Restreignant tous les cultes à cause des dérives d’un seul, la loi sur les « principes républicains » a d’ores et déjà attisé des tensions inutiles. Certaines des absurdités de la gestion de la pandémie de Covid-19 ont fait de même. Il serait malvenu d’en rajouter encore, en menaçant des religions qui n’ont aucun rapport avec la soif de conquête des islamistes, ni avec l’impérialisme turc, et encore moins avec les délires et les compromissions de plus en plus manifestes d’EELV.

Au service d’un idéal plus grand

Plus encore : il serait malvenu de menacer des religions dont les clergés et les fidèles pourraient être des alliés précieux de l’idéal laïque d’émancipation et de dignité, contre les ambitions théocratiques séculaires de l’islam, contre l’influence du néo-sultan, contre l’entreprise de destruction de notre civilisation à laquelle se livre l’extrême-gauche, y compris dans sa forme soi-disant « écologiste », mais aussi contre la marchandisation du monde et de l’Homme aux mains impitoyables des seigneurs de la guerre économique.

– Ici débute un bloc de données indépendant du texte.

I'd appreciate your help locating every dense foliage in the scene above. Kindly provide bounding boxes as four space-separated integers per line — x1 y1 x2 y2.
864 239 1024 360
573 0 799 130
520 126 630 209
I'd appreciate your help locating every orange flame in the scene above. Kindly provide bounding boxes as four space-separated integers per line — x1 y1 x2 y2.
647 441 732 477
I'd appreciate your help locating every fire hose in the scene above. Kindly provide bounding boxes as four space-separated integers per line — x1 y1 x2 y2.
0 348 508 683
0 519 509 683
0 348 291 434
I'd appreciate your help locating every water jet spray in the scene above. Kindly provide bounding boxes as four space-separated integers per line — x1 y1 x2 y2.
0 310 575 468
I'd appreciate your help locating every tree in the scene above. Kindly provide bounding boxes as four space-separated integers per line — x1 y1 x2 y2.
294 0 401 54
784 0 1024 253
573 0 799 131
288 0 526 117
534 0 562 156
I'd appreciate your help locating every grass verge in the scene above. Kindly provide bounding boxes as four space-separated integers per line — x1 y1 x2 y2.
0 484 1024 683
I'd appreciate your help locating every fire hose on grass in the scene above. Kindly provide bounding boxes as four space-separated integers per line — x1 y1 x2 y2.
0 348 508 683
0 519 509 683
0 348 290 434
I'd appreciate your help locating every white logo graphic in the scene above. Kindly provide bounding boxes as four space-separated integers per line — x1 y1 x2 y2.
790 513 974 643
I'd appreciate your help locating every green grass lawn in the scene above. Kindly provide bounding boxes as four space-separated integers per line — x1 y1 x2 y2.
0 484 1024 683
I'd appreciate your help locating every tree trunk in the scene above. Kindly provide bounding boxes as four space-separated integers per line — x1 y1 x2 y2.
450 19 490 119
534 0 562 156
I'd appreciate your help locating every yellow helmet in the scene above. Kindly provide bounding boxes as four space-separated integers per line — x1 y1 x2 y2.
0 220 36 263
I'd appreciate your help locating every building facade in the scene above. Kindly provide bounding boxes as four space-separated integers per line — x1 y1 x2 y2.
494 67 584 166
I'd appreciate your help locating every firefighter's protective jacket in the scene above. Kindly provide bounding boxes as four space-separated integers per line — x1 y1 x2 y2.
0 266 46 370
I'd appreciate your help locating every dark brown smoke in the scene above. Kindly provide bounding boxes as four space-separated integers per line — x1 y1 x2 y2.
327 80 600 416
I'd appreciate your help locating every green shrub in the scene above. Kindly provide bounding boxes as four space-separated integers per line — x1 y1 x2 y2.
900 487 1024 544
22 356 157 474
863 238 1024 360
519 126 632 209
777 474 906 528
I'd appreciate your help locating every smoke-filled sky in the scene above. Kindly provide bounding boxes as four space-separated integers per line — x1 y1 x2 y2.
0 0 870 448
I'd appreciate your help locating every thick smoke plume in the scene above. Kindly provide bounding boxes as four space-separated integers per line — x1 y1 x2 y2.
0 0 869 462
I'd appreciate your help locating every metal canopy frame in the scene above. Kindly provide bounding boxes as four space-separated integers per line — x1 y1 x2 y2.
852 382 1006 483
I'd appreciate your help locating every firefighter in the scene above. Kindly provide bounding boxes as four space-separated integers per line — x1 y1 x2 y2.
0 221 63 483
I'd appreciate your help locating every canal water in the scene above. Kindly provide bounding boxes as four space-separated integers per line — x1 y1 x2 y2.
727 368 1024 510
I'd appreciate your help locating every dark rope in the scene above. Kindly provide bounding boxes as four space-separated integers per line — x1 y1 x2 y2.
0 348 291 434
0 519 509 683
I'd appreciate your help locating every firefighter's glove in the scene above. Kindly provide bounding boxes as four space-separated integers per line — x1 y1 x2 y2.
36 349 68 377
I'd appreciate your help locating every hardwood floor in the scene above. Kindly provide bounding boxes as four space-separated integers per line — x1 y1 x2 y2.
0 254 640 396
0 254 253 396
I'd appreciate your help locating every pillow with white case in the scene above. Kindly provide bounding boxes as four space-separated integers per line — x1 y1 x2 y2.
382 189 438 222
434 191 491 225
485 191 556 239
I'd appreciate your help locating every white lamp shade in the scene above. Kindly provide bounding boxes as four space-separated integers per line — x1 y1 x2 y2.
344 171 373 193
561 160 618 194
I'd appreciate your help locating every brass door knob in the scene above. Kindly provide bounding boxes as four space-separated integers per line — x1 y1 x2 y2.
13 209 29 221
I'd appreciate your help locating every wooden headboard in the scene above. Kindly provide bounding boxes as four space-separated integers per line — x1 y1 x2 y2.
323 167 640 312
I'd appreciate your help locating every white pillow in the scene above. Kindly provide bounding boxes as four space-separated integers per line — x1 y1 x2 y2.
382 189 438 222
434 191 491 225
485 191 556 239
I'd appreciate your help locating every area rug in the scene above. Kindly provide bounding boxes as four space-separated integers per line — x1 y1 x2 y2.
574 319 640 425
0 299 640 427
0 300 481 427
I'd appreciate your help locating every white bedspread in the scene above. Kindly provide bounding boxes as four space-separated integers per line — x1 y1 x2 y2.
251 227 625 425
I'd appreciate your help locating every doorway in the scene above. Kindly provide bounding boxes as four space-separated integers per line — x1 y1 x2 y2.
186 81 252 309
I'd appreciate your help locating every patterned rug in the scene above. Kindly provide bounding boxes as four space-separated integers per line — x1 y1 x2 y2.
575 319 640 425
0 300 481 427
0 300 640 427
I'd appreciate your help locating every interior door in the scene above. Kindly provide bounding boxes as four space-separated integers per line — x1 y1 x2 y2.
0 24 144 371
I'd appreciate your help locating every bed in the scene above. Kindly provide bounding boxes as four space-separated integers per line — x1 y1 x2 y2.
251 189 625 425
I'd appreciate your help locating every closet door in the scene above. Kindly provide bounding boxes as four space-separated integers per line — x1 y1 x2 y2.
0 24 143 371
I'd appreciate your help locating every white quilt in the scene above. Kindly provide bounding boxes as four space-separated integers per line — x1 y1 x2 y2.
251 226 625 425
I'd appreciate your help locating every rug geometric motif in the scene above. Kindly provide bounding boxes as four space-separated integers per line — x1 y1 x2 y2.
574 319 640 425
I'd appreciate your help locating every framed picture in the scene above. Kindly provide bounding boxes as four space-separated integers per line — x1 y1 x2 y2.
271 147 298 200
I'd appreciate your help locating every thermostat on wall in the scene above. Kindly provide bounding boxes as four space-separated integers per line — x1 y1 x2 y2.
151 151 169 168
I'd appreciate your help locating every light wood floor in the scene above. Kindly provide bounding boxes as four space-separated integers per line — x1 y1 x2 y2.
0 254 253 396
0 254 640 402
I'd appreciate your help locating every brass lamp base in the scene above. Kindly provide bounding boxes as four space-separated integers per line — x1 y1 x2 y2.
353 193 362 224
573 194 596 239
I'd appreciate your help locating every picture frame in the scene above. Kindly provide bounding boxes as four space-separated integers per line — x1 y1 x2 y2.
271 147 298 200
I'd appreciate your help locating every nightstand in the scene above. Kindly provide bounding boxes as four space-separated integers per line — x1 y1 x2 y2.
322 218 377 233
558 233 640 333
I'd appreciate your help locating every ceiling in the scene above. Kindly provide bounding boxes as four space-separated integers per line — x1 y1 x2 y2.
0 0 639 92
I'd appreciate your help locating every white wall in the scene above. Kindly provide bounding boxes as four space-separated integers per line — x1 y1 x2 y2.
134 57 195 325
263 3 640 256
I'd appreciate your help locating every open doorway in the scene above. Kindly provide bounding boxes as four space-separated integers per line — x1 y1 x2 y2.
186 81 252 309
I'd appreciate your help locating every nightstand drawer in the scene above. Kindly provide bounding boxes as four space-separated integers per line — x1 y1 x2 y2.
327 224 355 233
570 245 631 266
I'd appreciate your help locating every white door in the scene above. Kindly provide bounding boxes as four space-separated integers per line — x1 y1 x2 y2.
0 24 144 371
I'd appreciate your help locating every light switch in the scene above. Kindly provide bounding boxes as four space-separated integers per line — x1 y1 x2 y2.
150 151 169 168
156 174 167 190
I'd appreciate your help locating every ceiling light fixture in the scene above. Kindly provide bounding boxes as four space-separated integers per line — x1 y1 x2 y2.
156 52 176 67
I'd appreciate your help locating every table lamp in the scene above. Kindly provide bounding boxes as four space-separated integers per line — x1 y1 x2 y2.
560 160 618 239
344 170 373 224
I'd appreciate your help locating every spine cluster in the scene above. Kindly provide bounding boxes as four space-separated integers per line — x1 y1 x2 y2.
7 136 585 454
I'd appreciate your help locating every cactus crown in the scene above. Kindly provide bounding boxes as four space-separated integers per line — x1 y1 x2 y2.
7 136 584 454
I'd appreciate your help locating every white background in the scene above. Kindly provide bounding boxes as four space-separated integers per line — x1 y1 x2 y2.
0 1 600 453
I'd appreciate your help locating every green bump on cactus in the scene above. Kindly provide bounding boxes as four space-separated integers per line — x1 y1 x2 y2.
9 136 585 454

Ni le Concordat ni la loi de 1905 ne sauraient être considérés comme des fins en soi. Ce ne sont que des moyens au service d’un idéal plus grand, idéal que partagent les vrais républicains et les courants humanistes de certaines religions – dont celles qui bénéficient aujourd’hui du Concordat. Et il est grand temps que tous ceux qui partagent cet idéal, croyants ou incroyants, s’unissent contre leurs ennemis communs au lieu de se tirer dans les pattes pour des prétextes totalement futiles au regard des vrais enjeux.